This is what the USCG says on the subject:
Quote:
Radio Watchkeeping Regulations
In general, any vessel equipped with a VHF marine radiotelephone (whether voluntarily or required to) must maintain a watch on channel 16 (156.800 MHz) whenever the radiotelephone is not being used to communicate.

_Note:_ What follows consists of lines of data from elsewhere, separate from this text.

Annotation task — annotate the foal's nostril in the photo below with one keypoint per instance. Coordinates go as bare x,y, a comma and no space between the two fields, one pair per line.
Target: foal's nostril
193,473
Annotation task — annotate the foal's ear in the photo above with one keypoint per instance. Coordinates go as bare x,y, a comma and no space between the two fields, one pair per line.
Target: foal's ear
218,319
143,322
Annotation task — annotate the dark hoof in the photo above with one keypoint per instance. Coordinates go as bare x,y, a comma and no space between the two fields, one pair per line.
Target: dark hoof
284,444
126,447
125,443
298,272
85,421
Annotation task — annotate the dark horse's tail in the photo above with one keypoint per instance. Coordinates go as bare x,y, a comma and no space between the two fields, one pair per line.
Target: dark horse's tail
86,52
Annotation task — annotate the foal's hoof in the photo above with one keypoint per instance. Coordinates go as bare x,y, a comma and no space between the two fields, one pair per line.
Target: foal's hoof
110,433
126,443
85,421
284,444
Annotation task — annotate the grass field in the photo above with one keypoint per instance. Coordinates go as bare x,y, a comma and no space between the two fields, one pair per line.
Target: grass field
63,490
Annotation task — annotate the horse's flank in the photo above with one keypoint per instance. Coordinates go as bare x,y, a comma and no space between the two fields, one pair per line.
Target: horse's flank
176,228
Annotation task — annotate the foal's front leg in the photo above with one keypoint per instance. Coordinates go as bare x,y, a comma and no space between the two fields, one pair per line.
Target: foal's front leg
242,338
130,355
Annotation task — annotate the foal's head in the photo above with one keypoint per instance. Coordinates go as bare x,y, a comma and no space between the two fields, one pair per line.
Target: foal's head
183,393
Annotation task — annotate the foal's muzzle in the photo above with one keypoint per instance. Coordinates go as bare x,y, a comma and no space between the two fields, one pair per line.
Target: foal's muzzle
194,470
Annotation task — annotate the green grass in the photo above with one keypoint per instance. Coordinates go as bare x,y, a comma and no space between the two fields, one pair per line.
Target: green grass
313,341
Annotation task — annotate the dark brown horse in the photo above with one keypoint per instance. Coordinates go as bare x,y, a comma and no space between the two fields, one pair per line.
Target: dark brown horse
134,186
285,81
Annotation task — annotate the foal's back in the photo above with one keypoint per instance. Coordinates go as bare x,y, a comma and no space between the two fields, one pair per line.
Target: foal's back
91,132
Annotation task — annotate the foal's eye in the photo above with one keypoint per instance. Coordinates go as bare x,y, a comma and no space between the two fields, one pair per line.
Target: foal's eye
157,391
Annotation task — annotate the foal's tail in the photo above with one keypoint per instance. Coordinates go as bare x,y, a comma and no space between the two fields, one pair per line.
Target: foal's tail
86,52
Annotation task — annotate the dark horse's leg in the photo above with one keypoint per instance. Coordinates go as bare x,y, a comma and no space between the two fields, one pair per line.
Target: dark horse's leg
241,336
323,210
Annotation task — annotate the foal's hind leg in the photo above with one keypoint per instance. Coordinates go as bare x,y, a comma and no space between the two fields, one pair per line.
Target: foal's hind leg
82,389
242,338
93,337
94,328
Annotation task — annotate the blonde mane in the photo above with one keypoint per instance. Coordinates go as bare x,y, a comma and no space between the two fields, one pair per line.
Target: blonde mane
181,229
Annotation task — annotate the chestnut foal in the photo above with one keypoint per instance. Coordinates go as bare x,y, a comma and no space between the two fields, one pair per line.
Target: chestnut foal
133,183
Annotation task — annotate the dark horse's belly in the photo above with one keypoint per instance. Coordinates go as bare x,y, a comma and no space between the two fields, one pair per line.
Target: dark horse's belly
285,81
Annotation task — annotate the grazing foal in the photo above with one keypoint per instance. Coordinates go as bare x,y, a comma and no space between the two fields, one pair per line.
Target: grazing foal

Source: FCC 47 CFR 80.148, 80.310, NTIA Manual 8.2.29.6.c(2)(e), ITU RR 31.17, 33.18, AP13 25.2
In addition, every power-driven vessel of 20 meters or over in length or of 100 tons and upwards carrying one or more passengers for hire, or a towing vessel of 26 feet or over in length, as well, as every dredge and floating plant operating near a channel or fairway, must also maintain a watch on channel 13 (156.650 MHz) --channel 67 (156.375 MHz) if operating on the lower Mississippi River-- ; while navigating on U.S. waters (which include the territorial sea, internal waters that are subject to tidal influence, and, those not subject to tidal influence but that are used or are determined to be capable of being used for substantial interstate or foreign commerce). Sequential monitoring techniques (scanners) alone cannot be used to meet this requirement; two radios (including portable radios, i.e. handhelds) or one radio with two receivers, are required. These vessels must also maintain a watch on the designated Vessel Traffic Service (VTS) frequency, in lieu of maintaining watch on channel 16, while transiting within a VTS area. See 33 CFR 2.36, 26, and 161; 47 CFR 80.148, 80.308-309; NTIA: NTIA Manual Chapter 8.2.29.7.